Questioner: Damien Moore (CON - Southport)

Question

To ask the Secretary of State for Education, what steps his Department is taking to encourage schools to use their budgets to provide sanitary products for children who are unable to afford them.

Answered by Nadhim Zahawi

Our Sex and Relationships Education guidance encourages schools to make adequate and sensitive arrangements to help girls cope with menstruation. Schools are best placed to assess the needs of their pupils, have discretion over how they use their funding and can make sanitary products available to pupils if they identify this as a barrier to attainment or attendance.

We support schools in addressing the needs of disadvantaged pupils through the provision of the Pupil Premium, equivalent to almost £2.5 billion of additional funding this year alone. Moreover, as a government, in this round of the Tampon Tax Fund we will provide £1.5 million for the ‘Let’s Talk. Period.’ Project, which will distribute sanitary products to young women and girls in need across England.

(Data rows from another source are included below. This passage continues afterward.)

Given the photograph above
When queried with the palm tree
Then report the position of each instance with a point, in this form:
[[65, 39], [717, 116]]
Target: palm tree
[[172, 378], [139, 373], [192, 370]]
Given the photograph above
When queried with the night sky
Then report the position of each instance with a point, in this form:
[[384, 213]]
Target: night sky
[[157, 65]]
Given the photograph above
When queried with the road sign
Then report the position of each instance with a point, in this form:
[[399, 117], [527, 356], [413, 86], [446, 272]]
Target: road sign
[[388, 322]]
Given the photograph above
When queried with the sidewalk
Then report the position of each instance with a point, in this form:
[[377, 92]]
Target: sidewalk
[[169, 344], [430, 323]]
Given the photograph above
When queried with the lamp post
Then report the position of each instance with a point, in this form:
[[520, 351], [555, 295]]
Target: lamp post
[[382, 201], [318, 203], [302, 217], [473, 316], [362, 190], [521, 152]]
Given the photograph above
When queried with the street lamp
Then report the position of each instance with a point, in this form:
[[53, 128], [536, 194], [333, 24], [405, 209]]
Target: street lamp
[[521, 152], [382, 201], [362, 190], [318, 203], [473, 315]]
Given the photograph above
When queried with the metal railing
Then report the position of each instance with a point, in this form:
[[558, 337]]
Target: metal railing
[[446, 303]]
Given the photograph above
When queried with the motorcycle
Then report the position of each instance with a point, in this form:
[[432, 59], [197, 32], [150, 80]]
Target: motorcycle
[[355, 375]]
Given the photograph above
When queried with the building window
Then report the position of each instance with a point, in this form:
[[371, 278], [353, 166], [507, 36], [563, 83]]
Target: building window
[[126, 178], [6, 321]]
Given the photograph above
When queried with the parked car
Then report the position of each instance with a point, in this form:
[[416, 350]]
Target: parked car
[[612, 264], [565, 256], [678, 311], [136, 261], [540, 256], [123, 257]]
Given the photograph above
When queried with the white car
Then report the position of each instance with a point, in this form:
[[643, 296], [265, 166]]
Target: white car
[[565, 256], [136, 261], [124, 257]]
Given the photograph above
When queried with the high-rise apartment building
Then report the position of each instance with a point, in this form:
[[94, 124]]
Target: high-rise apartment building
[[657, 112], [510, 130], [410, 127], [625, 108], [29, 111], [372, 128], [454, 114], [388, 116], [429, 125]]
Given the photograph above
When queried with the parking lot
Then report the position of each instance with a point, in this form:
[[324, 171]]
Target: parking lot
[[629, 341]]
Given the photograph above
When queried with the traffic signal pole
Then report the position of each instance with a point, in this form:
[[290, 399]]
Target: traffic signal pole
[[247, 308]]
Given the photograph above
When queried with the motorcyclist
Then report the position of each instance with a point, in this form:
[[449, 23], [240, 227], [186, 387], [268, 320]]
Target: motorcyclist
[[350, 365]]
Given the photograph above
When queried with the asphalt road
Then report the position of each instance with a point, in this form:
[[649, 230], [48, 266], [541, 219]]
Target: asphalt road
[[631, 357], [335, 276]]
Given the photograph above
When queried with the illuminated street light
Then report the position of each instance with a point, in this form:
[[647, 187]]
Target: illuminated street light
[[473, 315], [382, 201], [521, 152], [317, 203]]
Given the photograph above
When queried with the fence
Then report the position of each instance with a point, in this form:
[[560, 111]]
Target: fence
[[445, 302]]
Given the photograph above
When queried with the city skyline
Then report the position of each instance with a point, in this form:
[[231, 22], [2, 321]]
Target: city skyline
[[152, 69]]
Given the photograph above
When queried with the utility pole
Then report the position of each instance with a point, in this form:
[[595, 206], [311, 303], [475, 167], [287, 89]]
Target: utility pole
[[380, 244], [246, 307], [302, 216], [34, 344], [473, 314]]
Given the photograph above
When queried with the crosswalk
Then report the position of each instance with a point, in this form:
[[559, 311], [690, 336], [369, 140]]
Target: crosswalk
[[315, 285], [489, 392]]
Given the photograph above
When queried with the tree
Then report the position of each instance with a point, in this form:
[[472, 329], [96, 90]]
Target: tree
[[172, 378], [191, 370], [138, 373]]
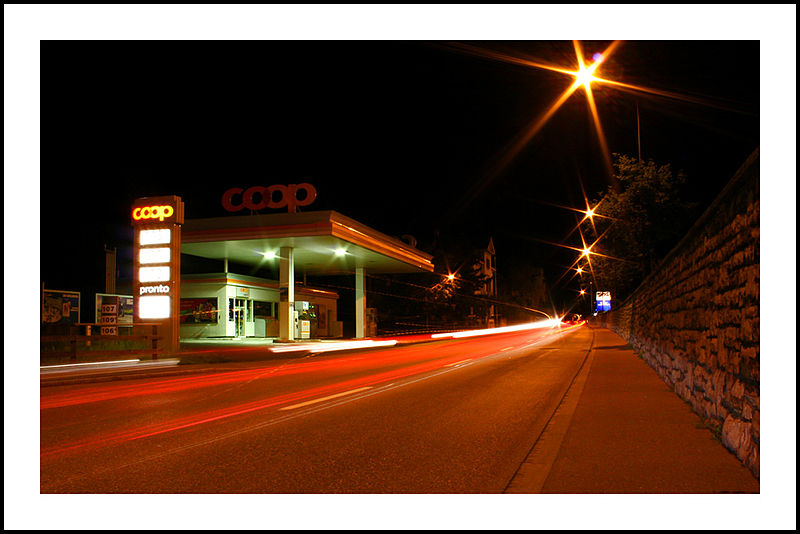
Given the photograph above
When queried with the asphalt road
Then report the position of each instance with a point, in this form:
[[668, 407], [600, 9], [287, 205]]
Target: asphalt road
[[452, 416]]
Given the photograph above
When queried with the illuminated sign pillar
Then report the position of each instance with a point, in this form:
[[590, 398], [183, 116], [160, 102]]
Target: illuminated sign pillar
[[286, 289], [157, 266], [361, 304]]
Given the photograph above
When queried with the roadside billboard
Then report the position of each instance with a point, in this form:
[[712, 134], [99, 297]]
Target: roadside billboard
[[603, 301], [61, 307]]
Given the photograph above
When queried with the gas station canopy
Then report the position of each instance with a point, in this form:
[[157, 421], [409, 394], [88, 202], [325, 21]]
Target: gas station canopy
[[324, 242]]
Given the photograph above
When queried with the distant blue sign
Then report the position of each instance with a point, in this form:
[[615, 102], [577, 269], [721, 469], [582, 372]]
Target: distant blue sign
[[603, 301]]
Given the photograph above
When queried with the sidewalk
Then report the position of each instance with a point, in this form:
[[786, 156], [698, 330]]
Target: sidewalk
[[621, 429]]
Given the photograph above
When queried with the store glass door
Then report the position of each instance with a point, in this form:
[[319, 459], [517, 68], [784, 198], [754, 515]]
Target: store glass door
[[239, 311]]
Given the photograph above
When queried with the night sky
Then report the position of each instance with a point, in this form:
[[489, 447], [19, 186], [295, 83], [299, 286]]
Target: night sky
[[403, 136]]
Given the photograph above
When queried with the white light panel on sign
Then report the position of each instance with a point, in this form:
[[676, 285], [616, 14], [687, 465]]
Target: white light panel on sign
[[154, 255], [153, 274], [155, 237], [154, 307]]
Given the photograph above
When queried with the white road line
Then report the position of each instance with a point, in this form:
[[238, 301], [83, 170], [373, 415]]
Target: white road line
[[456, 363], [293, 406]]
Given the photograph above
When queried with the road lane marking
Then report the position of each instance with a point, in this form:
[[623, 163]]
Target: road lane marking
[[329, 397]]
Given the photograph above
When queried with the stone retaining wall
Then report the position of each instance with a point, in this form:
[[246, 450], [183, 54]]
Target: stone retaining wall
[[695, 319]]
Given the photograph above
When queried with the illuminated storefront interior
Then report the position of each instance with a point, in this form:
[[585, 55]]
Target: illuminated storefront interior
[[225, 304]]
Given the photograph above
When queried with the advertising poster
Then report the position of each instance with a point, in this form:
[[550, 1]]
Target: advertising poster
[[61, 307], [199, 310]]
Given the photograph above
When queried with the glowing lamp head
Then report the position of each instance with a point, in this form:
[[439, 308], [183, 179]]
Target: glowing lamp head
[[585, 76]]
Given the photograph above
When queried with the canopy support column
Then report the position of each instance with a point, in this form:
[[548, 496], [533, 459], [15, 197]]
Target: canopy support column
[[286, 288]]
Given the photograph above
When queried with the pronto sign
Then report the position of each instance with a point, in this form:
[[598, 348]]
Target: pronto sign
[[258, 197]]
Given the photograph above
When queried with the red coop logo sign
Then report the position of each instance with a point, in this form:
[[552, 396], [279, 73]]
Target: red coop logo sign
[[274, 196]]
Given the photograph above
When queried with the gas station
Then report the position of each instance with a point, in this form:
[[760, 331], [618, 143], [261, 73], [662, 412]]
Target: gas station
[[232, 305]]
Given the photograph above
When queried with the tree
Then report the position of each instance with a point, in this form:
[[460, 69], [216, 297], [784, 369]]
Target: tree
[[640, 221]]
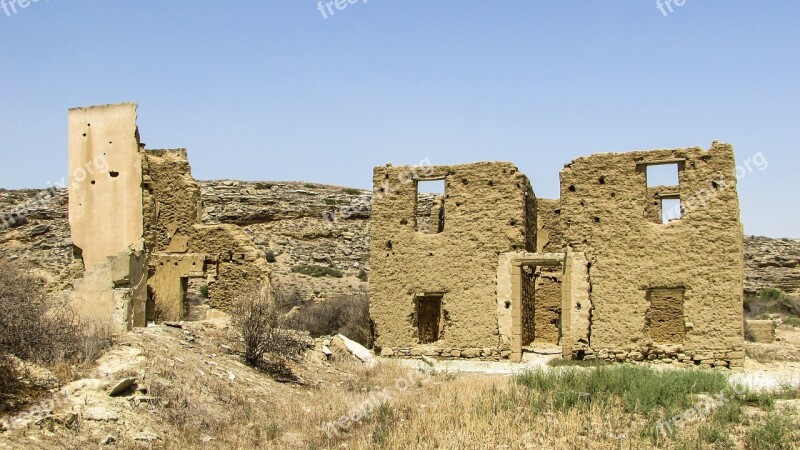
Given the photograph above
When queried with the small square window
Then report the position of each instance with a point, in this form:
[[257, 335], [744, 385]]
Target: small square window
[[671, 209], [663, 175], [430, 206], [430, 318]]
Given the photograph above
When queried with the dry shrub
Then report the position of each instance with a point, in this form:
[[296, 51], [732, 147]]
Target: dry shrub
[[345, 314], [42, 329], [264, 331], [33, 326], [8, 377]]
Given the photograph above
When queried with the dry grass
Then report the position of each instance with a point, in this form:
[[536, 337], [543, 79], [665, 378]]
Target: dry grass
[[41, 329]]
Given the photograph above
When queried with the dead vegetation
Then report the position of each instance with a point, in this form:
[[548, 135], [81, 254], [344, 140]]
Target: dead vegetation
[[42, 330], [343, 314], [267, 339]]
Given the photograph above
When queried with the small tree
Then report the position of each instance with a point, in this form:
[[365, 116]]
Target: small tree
[[263, 329]]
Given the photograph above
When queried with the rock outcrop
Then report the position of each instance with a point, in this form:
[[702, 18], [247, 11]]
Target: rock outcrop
[[297, 223], [771, 263]]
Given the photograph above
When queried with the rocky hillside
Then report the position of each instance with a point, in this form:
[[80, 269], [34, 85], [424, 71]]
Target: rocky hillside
[[772, 263], [297, 224]]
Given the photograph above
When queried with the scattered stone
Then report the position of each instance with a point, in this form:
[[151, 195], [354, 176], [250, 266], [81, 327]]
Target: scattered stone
[[99, 414], [357, 350], [121, 387], [146, 435]]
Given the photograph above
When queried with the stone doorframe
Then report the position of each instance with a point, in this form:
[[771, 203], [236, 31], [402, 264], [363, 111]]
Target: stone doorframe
[[576, 304]]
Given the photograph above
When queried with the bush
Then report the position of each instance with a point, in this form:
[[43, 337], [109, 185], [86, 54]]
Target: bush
[[287, 299], [264, 330], [776, 432], [771, 301], [317, 271], [33, 326], [346, 314]]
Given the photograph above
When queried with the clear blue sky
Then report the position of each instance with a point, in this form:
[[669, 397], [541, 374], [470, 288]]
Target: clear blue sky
[[272, 90]]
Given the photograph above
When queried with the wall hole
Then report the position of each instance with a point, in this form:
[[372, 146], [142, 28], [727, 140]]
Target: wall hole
[[430, 208], [663, 175]]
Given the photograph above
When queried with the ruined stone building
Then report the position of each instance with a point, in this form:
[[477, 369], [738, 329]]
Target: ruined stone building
[[623, 266], [135, 220]]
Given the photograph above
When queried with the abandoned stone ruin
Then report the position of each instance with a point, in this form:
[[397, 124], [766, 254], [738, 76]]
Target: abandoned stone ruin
[[609, 270], [618, 268], [137, 226]]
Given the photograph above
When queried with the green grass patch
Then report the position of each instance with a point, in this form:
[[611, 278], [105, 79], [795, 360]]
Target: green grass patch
[[577, 363], [640, 389], [776, 432], [317, 271]]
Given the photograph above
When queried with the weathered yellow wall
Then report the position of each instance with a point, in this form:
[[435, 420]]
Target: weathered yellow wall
[[606, 213], [487, 207], [105, 215], [224, 254], [105, 212]]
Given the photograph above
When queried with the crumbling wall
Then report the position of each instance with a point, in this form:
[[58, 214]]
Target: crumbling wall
[[486, 214], [546, 325], [105, 176], [105, 215], [547, 294], [607, 213], [181, 247]]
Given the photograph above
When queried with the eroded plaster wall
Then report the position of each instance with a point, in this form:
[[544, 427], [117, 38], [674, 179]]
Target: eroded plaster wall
[[488, 209], [105, 215], [105, 175], [607, 212]]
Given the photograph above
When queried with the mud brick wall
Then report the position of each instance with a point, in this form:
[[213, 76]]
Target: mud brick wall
[[488, 208], [606, 212]]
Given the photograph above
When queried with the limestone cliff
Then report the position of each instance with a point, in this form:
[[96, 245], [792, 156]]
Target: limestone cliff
[[301, 224]]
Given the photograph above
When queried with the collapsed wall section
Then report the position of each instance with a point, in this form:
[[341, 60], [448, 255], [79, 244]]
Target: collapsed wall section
[[182, 249], [643, 252], [488, 209]]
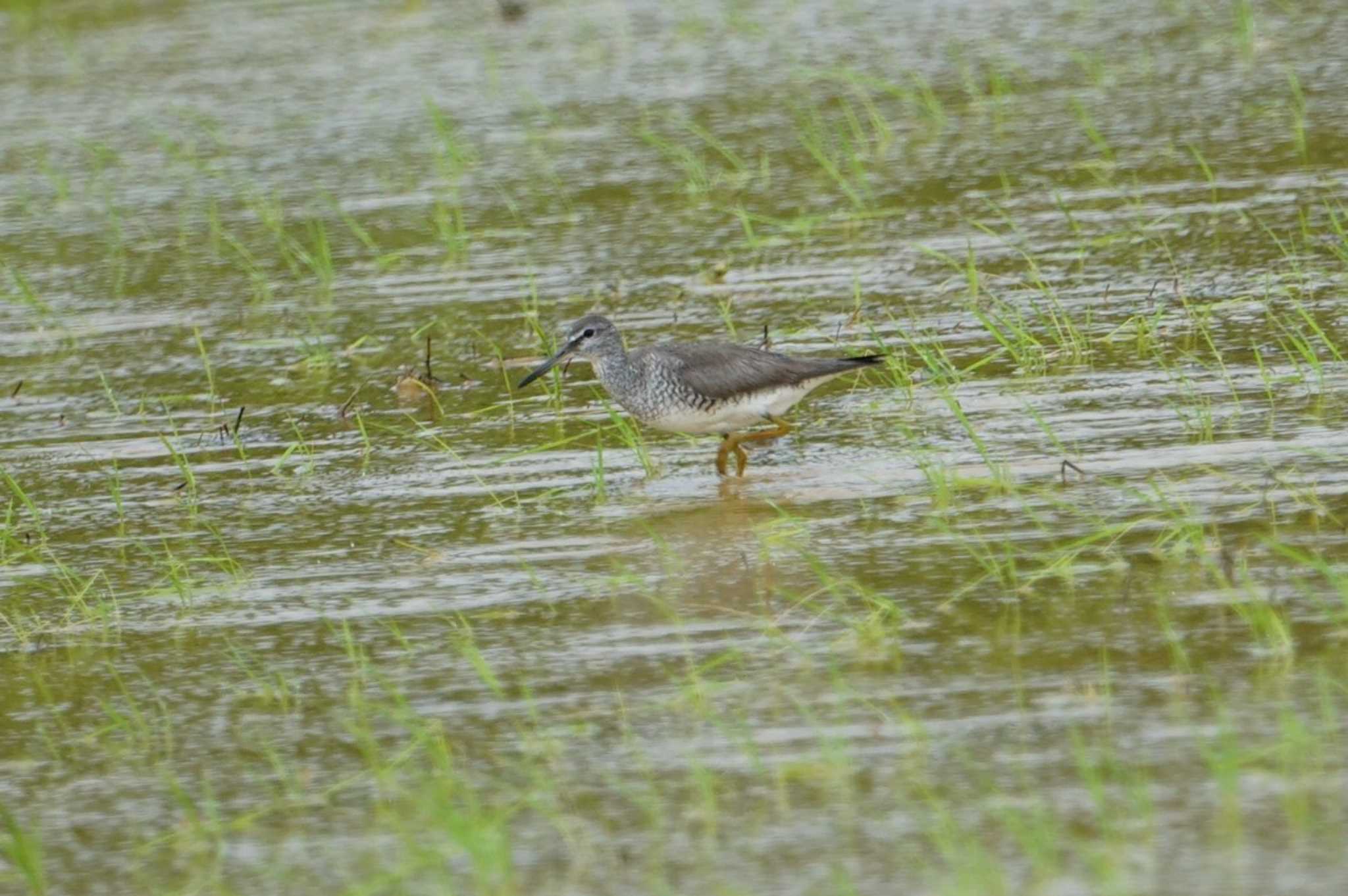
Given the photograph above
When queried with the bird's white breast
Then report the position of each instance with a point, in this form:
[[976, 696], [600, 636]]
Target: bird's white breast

We are committed to ensuring that any action to support disadvantaged pupils is based on robust evidence. We have sought to establish whether there has been any rigorous national assessment of the prevalence of period poverty or its impact on attendance, however none appears available. We reached out to school stakeholders in July 2017 through the Association of School and College Leaders forum asking for contributions on the issue and received a very limited response. As promised in the House, we have reviewed our absence statistics and our recently published analysis shows no evidence that period poverty has a significant nation-wide impact on school attendance. We do want to find out more; this is why we intend to place questions on these issues in the department’s 2018 surveys for pupils and senior school leaders.


Written Question
Sixth Form Education: Finance
22 Dec 2017

Questioner: Damien Moore (CON - Southport)

Question

To ask the Secretary of State for Education, what funding his Department makes available to sixth forms and colleges in the first twelve months after a merger.

Answered by Anne Milton

The Education and Skills Funding Agency provides combined funding allocations for the merged institution based on the allocations that would have been made to the individual merging institutions


If there are special circumstances, such as the terms of a merger changing the nature of the student body, the merged college can submit a business case to adjust funding allocations accordingly, which will be considered on its merits


In certain circumstances, the government's Restructuring Facility may be available. Further Education or Sixth Form Colleges in England, impacted by a substantive Area Review recommendation, including merger, and who are unable to fund the change themselves, can seek funding from this.

The Restructuring Facility is available to support eligible expenditure up to March 2019, with the last date for applications in September 2018.


Written Question
Academies: Capital Investment
22 Dec 2017

Questioner: Damien Moore (CON - Southport)

Question

To ask the Secretary of State for Education, what additional funding is available to new academies for programmes of facility and building improvement and modification.

Answered by Robert Goodwill

The government has committed to invest more than £23 billon in the school estate between 2016-17 and 2020-21. This includes a combination of formula and bid-based allocations to schools, local authorities and academy trusts and centrally delivered programmes.

Academies are able to access funding in different ways depending on their structure and size. Allocations include School Condition Allocations and Devolved Formula Capital, and the bid-based Condition Improvement Fund. Other funding is available through centrally-delivered programmes, including the £4.4 billion Priority Schools Building Programme. Revenue funding can also be used for capital purposes.

In addition to this, we offer Environmental Improvement Grants for light refurbishment works. These are available to sponsored academies that need the most support when converting to assist them to raise standards and transform educational attainment.